Tamoxifen Treatment in Patients With Motor Neuron Disease

Amyotrophic Lateral Sclerosis Clinical Trial

Official title:

The Study of Tamoxifen Treatment in Patients With Motor Neuron Disease

Clinical Trial Details — Status: Completed

Administrative data

• NCT number: NCT02166944
• Other study ID #: 201307022
• Status: Completed
• Phase: Phase 1/Phase 2
• Start date: April 2014
• Est. completion date: September 18, 2019

Study information

• Verified date: June 2014
• Source: Taipei Medical University Shuang Ho Hospital
• Contact: n/a
• Is FDA regulated: No
• Study type: Interventional

Clinical Trial Summary

The aim of this study is to survey the effect of Tamoxifen in motor neuron disease (MND) patients, amyotrophic lateral sclerosis (ALS) with regular riluzole usage. TDP-43 is related to ALS. Increased the ubiquitinated or phosphorylated TDP-43 can cause animal model of ALS, and TDP43 can be degraded either by proteasome or autophagy pathway system. Autophagy pathway can be activated by mTOR inhibition, resulting in ameliorating TDP-43 accumulation and rescue in motor function in animal model. Tamoxifen had shown ability of enhance both proteasome and autophagy pathway, therefore the investigators assume that Tamoxifen probably can ameliorate TDP-43 accumulation and inclusion body formation in ALS.

Description:

The investigators will assess the ALSFR-s in ALS patients at start, 1, 3, 6 and 12 months and correlate the score to the neurological outcome of the patients with and without tamoxifen treatment at dose of 40mg daily for one year.
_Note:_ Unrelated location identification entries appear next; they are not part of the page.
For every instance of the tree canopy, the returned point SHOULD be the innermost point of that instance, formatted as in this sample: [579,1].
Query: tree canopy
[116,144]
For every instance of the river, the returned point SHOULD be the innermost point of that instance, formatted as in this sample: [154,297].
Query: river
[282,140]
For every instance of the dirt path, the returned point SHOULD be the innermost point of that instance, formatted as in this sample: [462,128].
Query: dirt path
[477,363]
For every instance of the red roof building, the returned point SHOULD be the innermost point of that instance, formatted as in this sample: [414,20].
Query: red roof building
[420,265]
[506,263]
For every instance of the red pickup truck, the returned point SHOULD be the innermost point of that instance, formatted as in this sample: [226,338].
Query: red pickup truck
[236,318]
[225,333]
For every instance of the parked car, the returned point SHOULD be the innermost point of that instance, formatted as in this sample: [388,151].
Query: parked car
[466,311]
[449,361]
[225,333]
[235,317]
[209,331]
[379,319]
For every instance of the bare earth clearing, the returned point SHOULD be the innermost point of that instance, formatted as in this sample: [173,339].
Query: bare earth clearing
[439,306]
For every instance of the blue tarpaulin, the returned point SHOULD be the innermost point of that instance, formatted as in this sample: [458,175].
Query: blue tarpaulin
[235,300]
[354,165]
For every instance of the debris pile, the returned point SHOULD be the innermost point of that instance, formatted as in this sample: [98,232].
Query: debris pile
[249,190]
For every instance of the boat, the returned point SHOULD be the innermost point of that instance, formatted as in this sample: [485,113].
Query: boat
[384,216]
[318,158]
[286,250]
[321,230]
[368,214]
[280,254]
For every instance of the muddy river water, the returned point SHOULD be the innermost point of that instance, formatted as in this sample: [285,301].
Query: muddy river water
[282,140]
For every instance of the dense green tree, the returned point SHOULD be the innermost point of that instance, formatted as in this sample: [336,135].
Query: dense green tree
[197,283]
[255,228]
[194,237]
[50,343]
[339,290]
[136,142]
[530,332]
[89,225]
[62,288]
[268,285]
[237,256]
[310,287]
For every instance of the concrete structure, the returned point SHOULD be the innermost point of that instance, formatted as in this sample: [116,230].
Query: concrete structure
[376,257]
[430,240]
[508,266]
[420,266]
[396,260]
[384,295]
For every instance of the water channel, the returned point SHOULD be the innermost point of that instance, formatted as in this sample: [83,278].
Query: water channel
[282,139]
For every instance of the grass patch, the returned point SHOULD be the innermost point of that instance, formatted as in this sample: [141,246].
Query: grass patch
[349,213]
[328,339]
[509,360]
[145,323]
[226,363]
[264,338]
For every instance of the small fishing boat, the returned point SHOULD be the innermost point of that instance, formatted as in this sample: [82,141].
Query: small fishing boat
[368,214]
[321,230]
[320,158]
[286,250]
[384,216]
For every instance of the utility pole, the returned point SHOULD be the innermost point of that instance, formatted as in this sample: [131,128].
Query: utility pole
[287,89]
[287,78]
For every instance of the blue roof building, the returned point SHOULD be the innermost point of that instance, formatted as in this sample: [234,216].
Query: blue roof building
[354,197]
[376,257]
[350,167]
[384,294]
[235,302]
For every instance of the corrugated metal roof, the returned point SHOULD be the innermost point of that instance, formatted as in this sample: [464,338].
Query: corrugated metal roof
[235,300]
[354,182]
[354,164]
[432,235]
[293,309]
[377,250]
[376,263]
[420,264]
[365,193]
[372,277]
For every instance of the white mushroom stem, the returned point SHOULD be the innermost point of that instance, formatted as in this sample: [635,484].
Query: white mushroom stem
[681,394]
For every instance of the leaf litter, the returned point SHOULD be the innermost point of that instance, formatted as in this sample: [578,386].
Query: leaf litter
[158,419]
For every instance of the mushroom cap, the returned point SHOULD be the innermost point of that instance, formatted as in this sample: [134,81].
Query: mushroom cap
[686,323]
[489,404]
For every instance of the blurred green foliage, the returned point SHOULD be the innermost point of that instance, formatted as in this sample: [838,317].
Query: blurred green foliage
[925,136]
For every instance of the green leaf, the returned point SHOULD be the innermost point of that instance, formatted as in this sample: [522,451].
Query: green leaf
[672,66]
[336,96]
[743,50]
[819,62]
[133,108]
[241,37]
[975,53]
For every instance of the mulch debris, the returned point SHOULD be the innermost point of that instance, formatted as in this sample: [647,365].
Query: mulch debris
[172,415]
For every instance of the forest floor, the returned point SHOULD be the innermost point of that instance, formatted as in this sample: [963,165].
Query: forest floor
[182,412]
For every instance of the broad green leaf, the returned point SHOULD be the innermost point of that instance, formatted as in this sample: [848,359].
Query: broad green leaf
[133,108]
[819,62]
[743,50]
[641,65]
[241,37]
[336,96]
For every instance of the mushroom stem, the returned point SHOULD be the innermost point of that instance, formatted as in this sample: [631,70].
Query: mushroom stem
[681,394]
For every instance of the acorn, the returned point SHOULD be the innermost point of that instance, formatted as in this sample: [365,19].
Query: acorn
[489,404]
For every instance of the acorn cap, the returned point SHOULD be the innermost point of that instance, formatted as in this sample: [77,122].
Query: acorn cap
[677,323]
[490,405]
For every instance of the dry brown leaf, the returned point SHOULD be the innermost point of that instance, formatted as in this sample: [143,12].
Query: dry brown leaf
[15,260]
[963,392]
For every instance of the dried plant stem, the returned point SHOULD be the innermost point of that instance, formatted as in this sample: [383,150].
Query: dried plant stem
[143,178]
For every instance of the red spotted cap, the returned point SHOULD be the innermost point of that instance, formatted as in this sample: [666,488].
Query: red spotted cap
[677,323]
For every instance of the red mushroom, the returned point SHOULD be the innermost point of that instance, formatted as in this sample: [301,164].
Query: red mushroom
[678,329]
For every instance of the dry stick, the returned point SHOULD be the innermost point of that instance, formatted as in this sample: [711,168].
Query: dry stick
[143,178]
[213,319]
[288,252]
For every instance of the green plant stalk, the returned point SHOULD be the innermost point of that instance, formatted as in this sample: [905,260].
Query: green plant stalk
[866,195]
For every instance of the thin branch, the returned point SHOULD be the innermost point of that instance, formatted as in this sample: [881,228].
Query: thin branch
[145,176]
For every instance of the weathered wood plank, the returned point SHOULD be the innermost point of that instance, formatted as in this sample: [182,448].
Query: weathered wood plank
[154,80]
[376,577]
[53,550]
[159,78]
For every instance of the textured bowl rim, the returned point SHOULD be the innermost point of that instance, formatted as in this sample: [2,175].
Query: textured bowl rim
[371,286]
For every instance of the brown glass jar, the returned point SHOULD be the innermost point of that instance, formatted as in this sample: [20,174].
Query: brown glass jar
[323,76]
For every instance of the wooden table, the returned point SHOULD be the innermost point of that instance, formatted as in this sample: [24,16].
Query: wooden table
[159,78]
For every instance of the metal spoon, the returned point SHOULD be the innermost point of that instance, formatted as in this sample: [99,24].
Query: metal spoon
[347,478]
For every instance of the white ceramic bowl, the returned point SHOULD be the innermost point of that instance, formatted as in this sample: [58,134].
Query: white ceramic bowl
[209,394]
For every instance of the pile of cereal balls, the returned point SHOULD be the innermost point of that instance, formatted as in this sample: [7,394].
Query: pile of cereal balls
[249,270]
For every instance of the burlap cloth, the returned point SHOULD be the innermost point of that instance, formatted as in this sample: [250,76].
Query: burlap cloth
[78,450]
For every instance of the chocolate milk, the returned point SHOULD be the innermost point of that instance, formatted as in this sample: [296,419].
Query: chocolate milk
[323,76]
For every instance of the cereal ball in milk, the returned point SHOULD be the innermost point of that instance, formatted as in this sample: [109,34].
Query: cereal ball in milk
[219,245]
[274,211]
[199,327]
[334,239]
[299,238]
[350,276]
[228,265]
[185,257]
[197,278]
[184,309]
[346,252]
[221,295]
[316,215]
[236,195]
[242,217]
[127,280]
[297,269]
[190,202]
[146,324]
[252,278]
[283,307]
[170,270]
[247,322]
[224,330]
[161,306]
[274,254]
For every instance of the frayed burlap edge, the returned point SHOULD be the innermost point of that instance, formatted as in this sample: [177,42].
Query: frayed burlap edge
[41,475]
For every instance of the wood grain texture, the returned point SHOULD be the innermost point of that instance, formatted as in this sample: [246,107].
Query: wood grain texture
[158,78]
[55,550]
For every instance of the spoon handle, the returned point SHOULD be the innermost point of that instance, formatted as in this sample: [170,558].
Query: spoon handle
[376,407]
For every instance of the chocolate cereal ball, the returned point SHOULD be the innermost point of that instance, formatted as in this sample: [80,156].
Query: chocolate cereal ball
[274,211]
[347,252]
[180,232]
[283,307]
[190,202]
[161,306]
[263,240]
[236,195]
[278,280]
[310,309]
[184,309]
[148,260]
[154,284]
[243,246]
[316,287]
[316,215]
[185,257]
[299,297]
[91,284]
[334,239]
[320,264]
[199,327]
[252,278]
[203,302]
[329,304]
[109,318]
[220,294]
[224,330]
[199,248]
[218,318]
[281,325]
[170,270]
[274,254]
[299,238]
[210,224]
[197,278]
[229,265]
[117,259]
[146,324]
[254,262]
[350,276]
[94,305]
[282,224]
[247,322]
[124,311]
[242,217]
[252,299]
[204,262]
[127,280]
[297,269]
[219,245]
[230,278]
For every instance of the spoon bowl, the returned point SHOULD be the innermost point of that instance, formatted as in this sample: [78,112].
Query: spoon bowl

The study will be able to prove the investigators hypothesis: Tamoxifen, a protease and autophagy enhancer, has synergic effect with riluzole in ALS patients to slowing the progression of neurological dysfunction, and respiratory insufficiency.

Recruitment information / eligibility

• Status: Completed
• Enrollment: 20
• Est. completion date: September 18, 2019
• Est. primary completion date: September 17, 2019
• Accepts healthy volunteers: No
• Gender: All
• Age group: 20 Years to 80 Years

Eligibility

Inclusion Criteria:

1. Clinical diagnosed and confirmed ALS patients, with regular follow up and oral form riluzole at National Taiwan University or Shuang- Ho Hospital for more than 6 months.

2. Age ?20 years old

Exclusion Criteria:

1. Patients who had already ventilator dependent, not regular followed up for more than 6 months or against medical advice, refuse to follow up at neurology department will be excluded in this study.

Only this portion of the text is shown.